WASHINGTON — President Joe Biden is set to highlight his administration’s push to dramatically expand distribution of COVID-19 vaccines Thursday, with the nation on the cusp of meeting his goal of injecting 100 million doses in his first 100 days in office — on Day 58 of his presidency.
From his first days in office, Biden has set clear — and achievable — metrics for success, whether it be vaccinations or school reopenings, as part of a deliberate strategy of underpromising, then overdelivering. Aides believe that exceeding his goals breeds trust in government after the prior administration’s fanciful rhetoric on the virus, while also creating regular opportunities to proclaim success.
The 100 million dose goal was met with some skepticism when it was first announced on Dec. 8, days before the U.S. had even one authorized vaccine for COVID-19, let alone the three that have now received emergency use authorization. Still, it was generally seen within reach, if optimistic.

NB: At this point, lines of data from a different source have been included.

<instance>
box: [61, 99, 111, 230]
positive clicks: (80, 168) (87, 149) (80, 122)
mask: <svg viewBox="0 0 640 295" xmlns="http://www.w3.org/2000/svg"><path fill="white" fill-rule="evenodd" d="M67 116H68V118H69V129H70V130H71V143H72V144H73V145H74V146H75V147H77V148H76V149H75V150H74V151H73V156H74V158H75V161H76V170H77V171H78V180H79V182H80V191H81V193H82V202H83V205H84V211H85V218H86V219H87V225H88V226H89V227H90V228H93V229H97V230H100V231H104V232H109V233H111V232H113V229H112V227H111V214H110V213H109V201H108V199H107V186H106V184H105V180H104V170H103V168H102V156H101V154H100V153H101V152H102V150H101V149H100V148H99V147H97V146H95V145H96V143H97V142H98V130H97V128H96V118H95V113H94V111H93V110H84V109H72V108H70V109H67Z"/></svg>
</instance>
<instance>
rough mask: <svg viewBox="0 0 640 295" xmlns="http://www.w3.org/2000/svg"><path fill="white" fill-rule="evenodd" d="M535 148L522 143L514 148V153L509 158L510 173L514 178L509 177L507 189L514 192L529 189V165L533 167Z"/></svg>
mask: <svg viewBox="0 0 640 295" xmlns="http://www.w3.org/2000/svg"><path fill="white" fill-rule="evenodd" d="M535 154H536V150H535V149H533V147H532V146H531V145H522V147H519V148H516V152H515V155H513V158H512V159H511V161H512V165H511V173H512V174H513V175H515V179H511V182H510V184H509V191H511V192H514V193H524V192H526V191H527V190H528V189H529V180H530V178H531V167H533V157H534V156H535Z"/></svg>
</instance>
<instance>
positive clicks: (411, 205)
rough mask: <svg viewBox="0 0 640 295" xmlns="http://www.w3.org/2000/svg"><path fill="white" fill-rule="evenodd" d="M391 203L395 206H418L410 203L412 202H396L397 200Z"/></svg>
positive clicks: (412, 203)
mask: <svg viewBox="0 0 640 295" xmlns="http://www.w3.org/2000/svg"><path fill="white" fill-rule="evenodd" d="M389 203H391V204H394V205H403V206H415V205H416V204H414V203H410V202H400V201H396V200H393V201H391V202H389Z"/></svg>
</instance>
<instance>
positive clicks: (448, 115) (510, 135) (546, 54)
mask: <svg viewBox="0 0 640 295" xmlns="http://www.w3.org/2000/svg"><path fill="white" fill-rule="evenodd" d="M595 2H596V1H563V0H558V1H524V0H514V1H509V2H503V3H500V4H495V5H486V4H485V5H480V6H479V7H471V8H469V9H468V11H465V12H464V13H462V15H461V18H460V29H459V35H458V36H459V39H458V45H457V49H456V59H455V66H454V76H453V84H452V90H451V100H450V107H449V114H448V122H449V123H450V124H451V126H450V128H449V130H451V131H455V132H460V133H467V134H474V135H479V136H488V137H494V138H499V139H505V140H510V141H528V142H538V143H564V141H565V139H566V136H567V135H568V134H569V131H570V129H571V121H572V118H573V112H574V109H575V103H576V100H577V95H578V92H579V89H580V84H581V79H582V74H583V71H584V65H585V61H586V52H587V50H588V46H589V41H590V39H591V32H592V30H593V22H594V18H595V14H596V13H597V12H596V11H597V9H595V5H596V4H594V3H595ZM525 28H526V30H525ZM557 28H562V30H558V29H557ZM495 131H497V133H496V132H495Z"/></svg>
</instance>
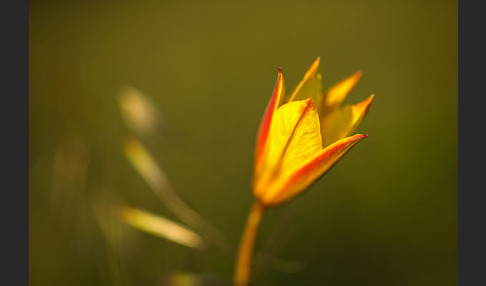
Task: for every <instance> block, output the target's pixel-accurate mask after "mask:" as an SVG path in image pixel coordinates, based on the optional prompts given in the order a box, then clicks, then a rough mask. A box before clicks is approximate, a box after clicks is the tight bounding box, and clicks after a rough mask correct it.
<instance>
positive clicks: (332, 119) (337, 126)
mask: <svg viewBox="0 0 486 286" xmlns="http://www.w3.org/2000/svg"><path fill="white" fill-rule="evenodd" d="M373 98H374V95H371V96H370V97H368V98H367V99H366V100H363V101H362V102H360V103H357V104H352V105H351V104H347V105H345V106H343V107H342V108H341V109H338V110H336V111H335V112H333V113H331V114H326V116H324V117H323V118H322V119H321V134H322V142H323V146H324V147H325V146H328V145H329V144H331V143H333V142H336V141H337V140H339V139H341V138H344V137H346V136H348V135H350V134H351V133H352V132H353V131H354V130H355V129H356V128H357V127H358V125H359V123H360V122H361V120H362V119H363V118H364V116H365V115H366V113H367V112H368V109H369V107H370V105H371V103H372V102H373Z"/></svg>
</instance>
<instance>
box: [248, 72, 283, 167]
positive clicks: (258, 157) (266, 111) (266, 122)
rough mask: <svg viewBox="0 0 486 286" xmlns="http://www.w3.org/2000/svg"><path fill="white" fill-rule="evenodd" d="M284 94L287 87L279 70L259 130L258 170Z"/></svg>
mask: <svg viewBox="0 0 486 286" xmlns="http://www.w3.org/2000/svg"><path fill="white" fill-rule="evenodd" d="M284 93H285V86H284V79H283V74H282V69H281V68H278V77H277V83H276V84H275V88H274V90H273V94H272V97H271V98H270V101H269V102H268V105H267V108H266V110H265V114H264V115H263V118H262V122H261V123H260V127H259V129H258V135H257V144H256V152H255V166H256V169H259V168H260V165H261V155H262V153H263V150H264V149H265V146H266V145H267V139H268V133H269V131H270V125H271V123H272V119H273V116H274V114H275V111H276V110H277V108H278V106H279V105H280V103H281V102H282V98H283V96H284Z"/></svg>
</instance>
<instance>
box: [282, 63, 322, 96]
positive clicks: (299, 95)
mask: <svg viewBox="0 0 486 286" xmlns="http://www.w3.org/2000/svg"><path fill="white" fill-rule="evenodd" d="M320 61H321V58H319V57H318V58H317V59H316V60H315V61H314V62H313V63H312V65H311V66H310V68H309V70H307V72H306V73H305V75H304V78H303V79H302V80H301V81H300V82H299V84H298V85H297V87H296V88H295V89H294V91H293V92H292V94H291V95H290V96H289V97H288V98H287V100H286V101H285V102H291V101H297V100H304V99H308V98H312V99H313V100H314V102H315V103H318V100H320V98H321V97H322V77H321V74H320V73H319V72H318V70H319V63H320Z"/></svg>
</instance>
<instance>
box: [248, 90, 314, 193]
mask: <svg viewBox="0 0 486 286" xmlns="http://www.w3.org/2000/svg"><path fill="white" fill-rule="evenodd" d="M268 144H269V145H268V148H267V149H266V150H265V152H264V153H263V156H262V158H264V159H263V160H262V161H263V162H264V163H262V168H261V169H260V170H259V171H256V172H255V174H254V181H253V190H254V193H255V196H256V197H261V196H263V195H264V194H267V193H272V192H277V191H278V190H275V189H273V186H275V185H278V183H277V182H276V181H278V180H280V179H281V178H286V177H288V176H289V175H290V174H292V173H293V172H294V171H295V168H296V167H298V166H300V165H302V164H303V163H305V162H306V161H308V160H309V159H311V158H312V157H313V156H314V155H315V154H316V153H317V152H319V150H321V149H322V139H321V134H320V128H319V117H318V115H317V112H316V111H315V110H314V109H313V108H312V99H308V100H302V101H294V102H291V103H287V104H284V105H283V106H281V107H280V108H279V109H278V110H277V112H276V113H275V117H274V122H273V123H272V129H271V130H270V133H269V138H268Z"/></svg>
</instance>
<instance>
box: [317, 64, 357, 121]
mask: <svg viewBox="0 0 486 286" xmlns="http://www.w3.org/2000/svg"><path fill="white" fill-rule="evenodd" d="M362 75H363V73H362V72H361V71H357V72H355V73H354V74H352V75H351V76H349V77H347V78H345V79H344V80H342V81H340V82H338V83H337V84H335V85H334V86H332V87H331V88H329V89H328V90H326V91H325V92H324V98H323V101H322V105H320V106H319V109H318V110H319V111H320V114H326V113H329V112H331V111H332V110H334V109H336V108H339V107H340V106H341V104H342V103H343V102H344V100H345V99H346V96H347V95H348V93H349V92H350V91H351V90H352V89H353V88H354V87H355V86H356V84H357V83H358V81H359V79H360V78H361V76H362Z"/></svg>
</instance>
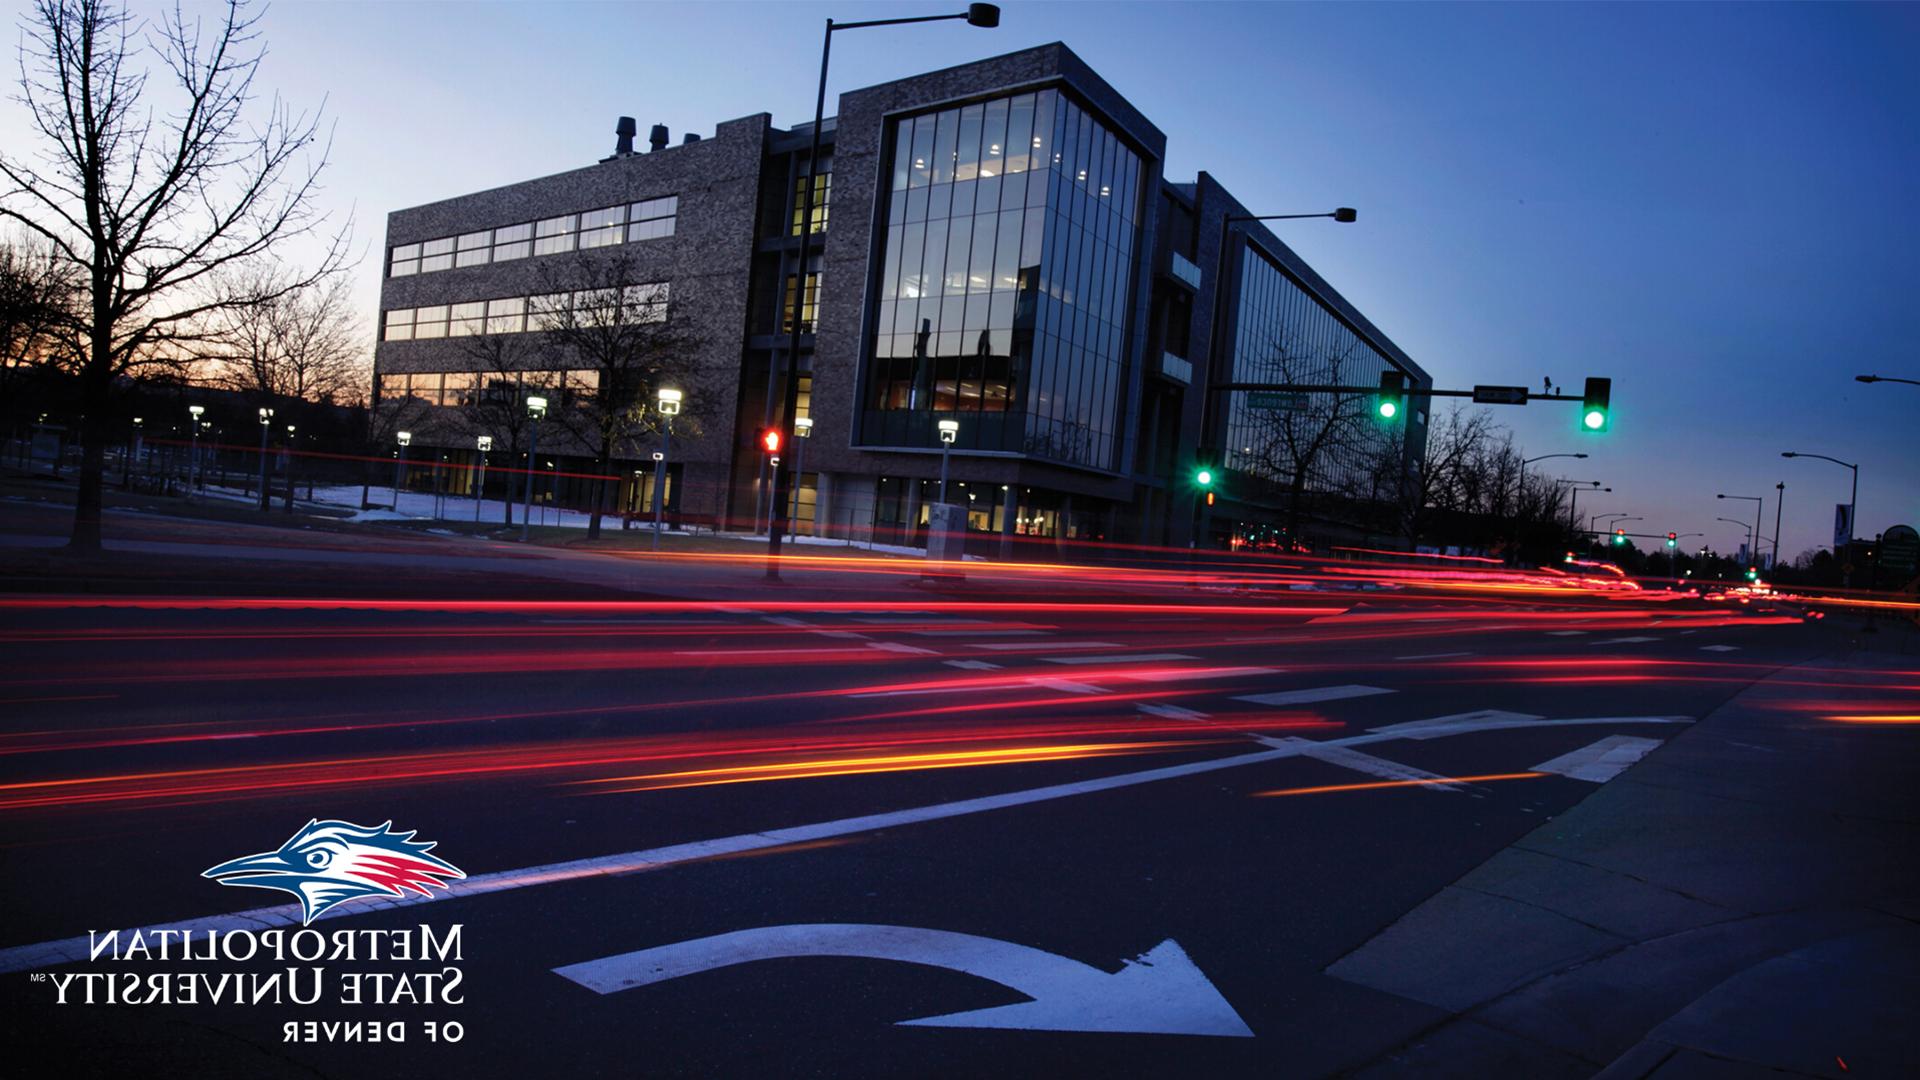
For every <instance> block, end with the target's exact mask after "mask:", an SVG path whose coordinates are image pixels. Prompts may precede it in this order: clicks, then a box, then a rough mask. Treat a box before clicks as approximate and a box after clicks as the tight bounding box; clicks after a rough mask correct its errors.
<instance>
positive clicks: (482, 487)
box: [474, 434, 511, 525]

By the time Biden was inaugurated on Jan. 20, the U.S. had already administered 20 million shots at a rate of about 1 million doses per day, sparking complaints at the time that Biden’s goal was not ambitious enough. Biden quickly revised it upward to 150 million doses in his first 100 days.
Now the U.S. is injecting an average of about 2.2 million doses each day — and the pace of vaccination is likely to dramatically expand later this month in conjunction with an expected surge in supply of the vaccines.
According to data from the Centers for Disease Control and Prevention, 93 million more doses have been reported to the agency since Biden’s inauguration, but those reports lag the actual date of administration. Vaccination trend lines point to Biden breaking the 100 million mark on Thursday, with the numbers likely to be confirmed by the CDC over the weekend.
Biden is likely to mark the occasion Thursday with an East Room speech billed as providing an update on the nation’s vaccination efforts.
The president has moved to speed up deliveries of vaccines from Pfizer, Moderna and Johnson & Johnson, as well as to expand the number of places to get a shot and who can administer them, with a focus on increasing the nation’s capacity to inject doses as supply constraints lifted.
The risk in setting too rosy expectations is that an administration might become defined by its failure to meet them, such as in May 2020, when President Donald Trump said the nation had “prevailed” over the virus.
At the time, the country had seen about 80,000 deaths from the virus. This week, the U.S. death toll topped 538,000. Trump’s lax approach and lack of credibility also contributed to poor adherence to public safety rules among the American public.